I can be pretty critical of myself. I have a lot of faults. But as I have gotten older, I’ve been able to concentrate on my better nature. It’s not that I shouldn’t try to correct my faults. It’s that I shouldn’t dwell on them either.
And the good part of my shortcomings is that I have plenty of fodder for my blog. Why, right after this post full of self-adoration, I plan one on some of my worst traits. So see? Even my faults are useful.
But back to the best of me. (Which isn’t as much fun for you to read about, but I will feel much better.)
I am now going to praise myself.
1. I’m not just smart enough. I am really smart. And I always knew it. But it didn’t make me too obnoxious (some may argue with this) or even too special in my family. I have one sister who was valedictorian just about every year of her school life and a very successful financial executive for more than thirty years, and another sister who was and still is the most amazing, natural musician I ever met. And my little brother could beat me at chess (or cribbage or hearts or gin rummy or Go Fish, for that matter) by the time he was six. So for a very long time, even though I knew I was smart, I still worried that I wasn’t quite smart enough. But smart doesn’t have to mean “smarter than.” I am just smart.
2. I’m funny. I can make people laugh. I didn’t always know this, because I was a worrier and a whiner as a kid. But somewhere along the line, I stopped worrying. And suddenly I saw the funny side of everything. There is so much to laugh about every day. And I love to make someone laugh.
3. I’m good at my job. I can develop an achievable budget, prepare accurate financial statements, and forecast cash flow. And I’m pleased by the cash flow this career has provided for me. Sure, I’d rather write stories and draw little pictures. But I like my day job.

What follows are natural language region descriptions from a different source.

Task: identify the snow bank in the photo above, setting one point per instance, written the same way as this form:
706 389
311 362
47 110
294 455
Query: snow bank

4. I’m pretty. You have no idea how hard this is for me to write. The way I look has been a disappointment to me my whole life. I have a round face, with my features all grouped very close together around a good-sized nose. I have thin lips (by which I mean ‘none’) and fine limp hair. And the most difficult of all for me to reveal: I have scoliosis. I have a crooked back that is more than just poor posture. I am painfully self-conscious. I choose my seat in a restaurant so my bad side can be against the wall. I always carry a big shoulder bag on my bad side as a disguise. I hate it. I never discuss it. But I decided to write about it for a reason. For a very long time, I thought I was so unattractive that no one would ever love me. But guess what? I look nice. Over the years, I’ve learned to take good care of myself, pick my wardrobe with care, and make the most of what I have. And for some amazing reason, at age sixty, it all came together. I’ve become pretty. Maybe this is only in my own mind. But what better place?
I don’t pay myself enough compliments. But I should.
And you should too. It’s time for you to do some self-complimenting.
You have such special qualities. Look how pretty your eyes are. Look how you can make your kid laugh. How great your spaghetti sauce is. How fast you type. How you pick nice birthday cards.
Look how your dog loves you…would he love a terrible person? Well, yeah, dogs often do, but this time your dog is right.